I had a really awful time at school.  I was far from ready.  I was unsocialised, anxious, and sensitive.  As a summer born white working-class boy I had already been dealt a difficult hand of cards.  Being at home with mum had not helped me to be school ready for lots of reasons.  Back then, pre-school groups were not readily available in our community, and as a stay-at-home mum, my mother mostly kept me at home, and we had a small family.  I remember attending a pre-school group, once or twice.  I was four years old, and I can still describe the experience in vivid detail, some fifty years later, as it was so traumatising and confusing for me.  It did nothing to help me.  Neither did starting one school for a year before being moved to another for the next.  Making friends was hard, I was different, the culture and curriculum was ill-matched to my learning style and preferences, and that fuelled the fire of the bullying I experienced throughout primary and secondary.  I left as soon as was able, with a meagre handful of qualifications, but with determination to find a world that was a better fit for me.

That’s why I am certain one of our important roles in early years and one of our key moral purposes is to prepare children for all aspects of school.  We should be embracing ‘school readiness’ as a mission and goal for all the children we work with.  But instead, too many of us are resisting this.  We argue the nuances and distinctions of the term ‘school readiness’.  We should focus on activity on outcomes and impacts instead.  I have written about this topic for years.  I’ve been quoted too: “If school readiness means we support children to develop their key skills in communication, speaking, listening and questioning, social and emotional well-being, and physical development, then count me in. If it is about producing learning robots trained to comply with a rigid and inflexible education system, then I am less keen on the idea.” (cited in The complete companion to teaching and leading practice in the early years.  Jarvis P et al 2016).  I still like what I said then, and that was 10 years ago. 
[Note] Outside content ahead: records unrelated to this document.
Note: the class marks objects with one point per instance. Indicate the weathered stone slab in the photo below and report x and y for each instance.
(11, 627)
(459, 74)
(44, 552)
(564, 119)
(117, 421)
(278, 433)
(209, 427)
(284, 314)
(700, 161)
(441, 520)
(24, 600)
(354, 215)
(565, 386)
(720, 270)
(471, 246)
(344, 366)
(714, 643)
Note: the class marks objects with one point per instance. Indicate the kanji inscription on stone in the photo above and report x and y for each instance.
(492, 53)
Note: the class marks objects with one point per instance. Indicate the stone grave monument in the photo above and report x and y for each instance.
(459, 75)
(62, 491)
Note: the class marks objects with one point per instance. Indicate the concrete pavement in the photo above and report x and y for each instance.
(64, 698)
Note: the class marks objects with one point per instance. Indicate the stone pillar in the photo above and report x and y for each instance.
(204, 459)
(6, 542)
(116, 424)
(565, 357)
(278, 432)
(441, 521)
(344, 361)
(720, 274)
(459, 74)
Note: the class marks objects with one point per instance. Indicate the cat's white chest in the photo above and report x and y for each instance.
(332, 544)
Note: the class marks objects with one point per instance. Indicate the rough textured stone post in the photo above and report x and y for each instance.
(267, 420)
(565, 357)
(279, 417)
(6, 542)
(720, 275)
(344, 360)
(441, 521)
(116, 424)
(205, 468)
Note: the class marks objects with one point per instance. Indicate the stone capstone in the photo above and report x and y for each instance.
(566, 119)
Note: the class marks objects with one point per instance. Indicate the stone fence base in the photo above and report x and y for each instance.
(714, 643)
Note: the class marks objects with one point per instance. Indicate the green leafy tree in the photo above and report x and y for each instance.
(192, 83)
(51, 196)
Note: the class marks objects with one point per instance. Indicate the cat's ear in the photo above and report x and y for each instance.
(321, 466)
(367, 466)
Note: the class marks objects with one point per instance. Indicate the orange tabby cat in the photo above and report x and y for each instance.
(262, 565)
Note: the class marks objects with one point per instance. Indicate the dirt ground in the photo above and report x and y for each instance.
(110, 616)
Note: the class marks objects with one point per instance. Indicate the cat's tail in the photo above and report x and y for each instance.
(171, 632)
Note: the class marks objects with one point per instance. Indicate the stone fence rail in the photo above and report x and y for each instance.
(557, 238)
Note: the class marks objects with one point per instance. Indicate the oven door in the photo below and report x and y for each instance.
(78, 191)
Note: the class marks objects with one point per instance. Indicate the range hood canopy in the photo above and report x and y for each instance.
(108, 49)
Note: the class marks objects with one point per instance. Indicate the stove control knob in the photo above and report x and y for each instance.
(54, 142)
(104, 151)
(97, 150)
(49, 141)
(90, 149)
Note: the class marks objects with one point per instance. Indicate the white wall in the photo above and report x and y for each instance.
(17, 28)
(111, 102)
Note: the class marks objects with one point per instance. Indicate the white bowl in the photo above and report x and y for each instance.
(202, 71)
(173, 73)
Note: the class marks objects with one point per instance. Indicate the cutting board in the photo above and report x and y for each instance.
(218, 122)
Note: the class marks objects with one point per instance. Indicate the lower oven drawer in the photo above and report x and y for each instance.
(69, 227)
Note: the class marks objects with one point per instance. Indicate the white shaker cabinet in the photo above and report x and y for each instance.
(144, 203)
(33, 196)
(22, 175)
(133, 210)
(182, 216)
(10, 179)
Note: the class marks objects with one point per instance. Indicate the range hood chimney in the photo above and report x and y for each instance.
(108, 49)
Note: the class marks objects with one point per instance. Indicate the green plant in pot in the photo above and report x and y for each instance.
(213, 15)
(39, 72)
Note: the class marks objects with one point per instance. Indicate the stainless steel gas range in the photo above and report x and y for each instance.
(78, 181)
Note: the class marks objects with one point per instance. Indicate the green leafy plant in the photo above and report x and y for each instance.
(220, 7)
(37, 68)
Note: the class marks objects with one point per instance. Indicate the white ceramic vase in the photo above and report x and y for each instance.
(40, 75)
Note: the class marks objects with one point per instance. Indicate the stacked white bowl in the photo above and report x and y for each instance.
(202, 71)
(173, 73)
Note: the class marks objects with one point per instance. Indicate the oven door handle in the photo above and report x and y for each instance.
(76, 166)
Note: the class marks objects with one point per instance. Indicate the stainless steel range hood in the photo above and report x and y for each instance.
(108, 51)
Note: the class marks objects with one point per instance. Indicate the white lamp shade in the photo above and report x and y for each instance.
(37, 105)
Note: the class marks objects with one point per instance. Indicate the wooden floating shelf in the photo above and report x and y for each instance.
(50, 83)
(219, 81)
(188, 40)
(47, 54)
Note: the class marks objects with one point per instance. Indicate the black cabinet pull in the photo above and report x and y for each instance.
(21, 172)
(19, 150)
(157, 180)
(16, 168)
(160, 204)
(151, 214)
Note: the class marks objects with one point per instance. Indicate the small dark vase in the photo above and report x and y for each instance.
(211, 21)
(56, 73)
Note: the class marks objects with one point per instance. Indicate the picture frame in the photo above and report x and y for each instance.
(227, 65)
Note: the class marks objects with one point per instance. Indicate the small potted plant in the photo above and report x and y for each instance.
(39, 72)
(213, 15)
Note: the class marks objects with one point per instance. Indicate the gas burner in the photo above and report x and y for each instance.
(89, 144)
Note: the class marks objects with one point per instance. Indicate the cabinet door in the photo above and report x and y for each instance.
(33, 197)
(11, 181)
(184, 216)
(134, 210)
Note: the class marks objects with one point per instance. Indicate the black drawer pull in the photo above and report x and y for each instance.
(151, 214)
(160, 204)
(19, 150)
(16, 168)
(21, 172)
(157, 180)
Despite us still having a fragile construction of multiple offers and entitlements to juggle, often attached to single-minded policy objectives, we have a great foundation upon which to build.  Children rely on us to hold it all together and reconcile its creases that I truly hope will be ironed out one day very soon.  We all have to be the glue in our various roles and interactions that help children build the resilience to feel safe and to engage, and to develop and use the skills to communicate and connect with the world around them, of which school is a very big and important part indeed.  Everyone needs to know that and understand ‘school readiness’ in its widest sense to avoid any misconceptions and mistakes.